Serangkaian adegan ketika baru pulang ini jelas agak membingungkan karena mengingat urgensi Dewi pulang kampung adalah demi kakaknya yang terbaring di tempat tidur dalam keadaan perut yang membuncit. Dan setelah bercengkerama sejenak dengan kakak dan ibunya yang diperankan Karlina Inawati, barulah kita tahu laki-laki bernama Dharsono yang terlihat di pabrik adalah sang ayah. Dan dari adegan ini, kita baru bisa melihat bangunan konflik utama dari film ini, antara Dewi dan sang ayah.
Seperti halnya jendela, film ini mencoba mengajak kita membaca realitas melalui bingkai dan kemudian membenturkannya dengan realitas di balik bingkai. Penonton dibuat penasaran, siapa yang menghamili Dee, perempuan malang dengan down syndrome. Sang ibu mencoba berdamai dengan kenyataan, menyebut kehamilan itu sebagai sebuah mukjizat, seperti halnya Bunda Maria saat mengandung Yesus. "Kita bukan Katolik, Bu," Dewi tangkas menjawab.
Sang ibu juga digambarkan sebagai seorang perempuan nrimo, yang rela membuat kopi untuk sang ayah berkali-kali. Ibu yang rutin berkisah pada anaknya yang down syndrome, meski salah satu kisah yang diceritakan juga anakronistis; kisah seorang mandor Belanda yang bunuh diri menentang pendudukan Jepang. Namun sekali lagi, tolong dimaafkan, karena bukan menyangkut kisah utama dari film ini.

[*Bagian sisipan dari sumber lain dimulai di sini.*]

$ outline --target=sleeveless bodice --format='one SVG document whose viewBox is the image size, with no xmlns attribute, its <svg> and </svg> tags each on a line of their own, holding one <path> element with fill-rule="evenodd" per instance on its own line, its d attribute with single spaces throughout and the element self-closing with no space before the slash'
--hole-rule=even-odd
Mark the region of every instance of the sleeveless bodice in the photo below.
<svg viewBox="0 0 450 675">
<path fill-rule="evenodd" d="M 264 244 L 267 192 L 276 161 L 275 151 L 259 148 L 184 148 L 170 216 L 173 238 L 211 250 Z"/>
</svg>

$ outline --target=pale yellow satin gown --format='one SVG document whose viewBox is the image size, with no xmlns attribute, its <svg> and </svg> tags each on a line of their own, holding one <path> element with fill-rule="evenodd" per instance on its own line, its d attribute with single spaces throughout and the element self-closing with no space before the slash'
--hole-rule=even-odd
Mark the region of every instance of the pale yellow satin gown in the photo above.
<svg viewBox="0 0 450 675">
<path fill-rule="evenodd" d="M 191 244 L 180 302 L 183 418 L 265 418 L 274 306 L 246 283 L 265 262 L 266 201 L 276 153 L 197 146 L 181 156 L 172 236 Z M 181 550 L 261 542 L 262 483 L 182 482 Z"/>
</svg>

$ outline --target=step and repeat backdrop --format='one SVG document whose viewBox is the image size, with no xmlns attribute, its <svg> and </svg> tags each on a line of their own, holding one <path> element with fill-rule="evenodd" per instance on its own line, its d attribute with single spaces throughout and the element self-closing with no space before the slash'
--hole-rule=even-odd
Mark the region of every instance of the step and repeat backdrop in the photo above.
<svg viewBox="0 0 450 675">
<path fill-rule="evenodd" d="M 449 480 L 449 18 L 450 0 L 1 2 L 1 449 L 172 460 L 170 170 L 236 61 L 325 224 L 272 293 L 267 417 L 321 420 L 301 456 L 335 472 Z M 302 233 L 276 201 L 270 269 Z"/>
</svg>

Penonton diajak berspekulasi, siapa laki-laki yang bisa menjadi pelaku, termasuk sang ayah, Dharsono, yang digambarkan sebagai seorang pria patriarkis, pendukung Soeharto. Dewi membawa penonton kepada siapa-siapa yang diduga menghamili kakaknya. Apakah ayahnya sendiri, atau dua tetangga sebelah rumah mereka, ataukah "kerumunan pasar malam beberapa bulan lalu" seperti yang dirutuk sang ayah sebagai pelaku. Adegan terakhir akan membuat kita semua tahu siapa pelaku sebenarnya, namun sayangnya justru membuat klimaks berakhir di detik itu juga, tak perlu dibawa pulang ke rumah sehingga membuat film ini patut untuk dikenang karena kerumitannya.
Alegori. Mungkin itu kata yang pas untuk menggambarkan film ini dalam satu kata. Namun film ini menggugat alegori, anti-alegori, bahwa hidup tak bisa disederhanakan dari apa yang terlihat dari jendela. Di balik jendela, ada kehidupan yang tak disangka-sangka. Nurman yang menulis skenario film ini bersama Nan Achnas mencoba membuat penonton melihat kenyataan kadang tak seindah terlihat dari bingkai, apakah itu jendela, televisi atau media massa. Di tengah demam "Ada Apa dengan Cinta 2" yang juga membuat premier film ini tertunda dua jam, The Window menawarkan kompleksitas persoalan yang tak jauh dari keseharian kita, tentang cinta yang tak perlu disampaikan lewat kata-kata, tentang rumah yang tak sempurna.